Summary: This short entry of about 1000 words defines corporatism, discusses its intellectual and conceptual controversies, and explores the impact of corporatism on democracy.
Corporatism is defined as an arrangement through which organized interests mediate between their members and official entities--usually governmental institutions. Such arrangements operate through associations, which differ from political parties significantly because they neither offer candidates for office nor take direct responsibility for governing.

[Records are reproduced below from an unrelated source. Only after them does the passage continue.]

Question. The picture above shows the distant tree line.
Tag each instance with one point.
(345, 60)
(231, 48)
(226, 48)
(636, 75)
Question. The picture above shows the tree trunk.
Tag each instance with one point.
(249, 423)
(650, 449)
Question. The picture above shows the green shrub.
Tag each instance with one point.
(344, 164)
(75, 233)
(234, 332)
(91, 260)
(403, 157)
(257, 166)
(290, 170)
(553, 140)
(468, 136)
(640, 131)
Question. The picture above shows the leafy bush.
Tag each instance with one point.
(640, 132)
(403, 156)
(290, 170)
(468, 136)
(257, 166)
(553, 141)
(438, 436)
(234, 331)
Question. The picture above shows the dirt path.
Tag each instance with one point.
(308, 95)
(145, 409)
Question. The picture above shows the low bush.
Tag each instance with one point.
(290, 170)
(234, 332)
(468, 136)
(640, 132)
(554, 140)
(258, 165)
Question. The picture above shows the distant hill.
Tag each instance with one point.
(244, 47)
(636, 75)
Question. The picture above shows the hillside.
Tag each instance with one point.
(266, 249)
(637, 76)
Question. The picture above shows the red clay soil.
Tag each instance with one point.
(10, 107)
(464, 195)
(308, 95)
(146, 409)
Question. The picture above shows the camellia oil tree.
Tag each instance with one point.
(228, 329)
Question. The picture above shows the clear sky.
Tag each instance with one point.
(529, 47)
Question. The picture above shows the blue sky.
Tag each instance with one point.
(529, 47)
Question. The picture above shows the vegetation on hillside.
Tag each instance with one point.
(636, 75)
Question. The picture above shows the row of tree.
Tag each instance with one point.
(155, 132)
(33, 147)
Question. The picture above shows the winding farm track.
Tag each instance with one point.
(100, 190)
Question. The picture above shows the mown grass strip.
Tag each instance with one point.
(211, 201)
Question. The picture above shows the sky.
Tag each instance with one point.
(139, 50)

Corporatism, both in theory and in practice, is the subject of much political controversy. On the one hand, corporatism appears to promise less class-based conflict. However, on the other hand, the concept is often criticized as reactionary and antidemocratic. Corporatism's popularity and acceptability within the arena of political discourse has shifted dramatically during the twentieth century, often in direct response to varying political circumstances.
The concept virtually disappeared from respectable political parlance after the Second World War. The defeat and collapse of European authoritarian regimes, all of which claimed governmental systems based on corporatist principles to some degree, undermined any credibility corporatist theory may have previously enjoyed. However, the concept was reinvigorated by scholars who used corporatist ideas to explain certain features of advanced democratic systems that were illusive within the pluralist paradigm. This phenomenon was coined "neocorporatism." The entry provides a number of useful examples.
As interest in corporatism revived, so did attention to the relationship between democracy and corporatism. Some countries considered in the vanguard of democratic experimentation are also distinctly corporatist, such as the Scandinavian countries. Thus, scholarly attention is now focusing on corporatism's consequences for democratic participation, and as its history would predict, it remains a topic of much controversy.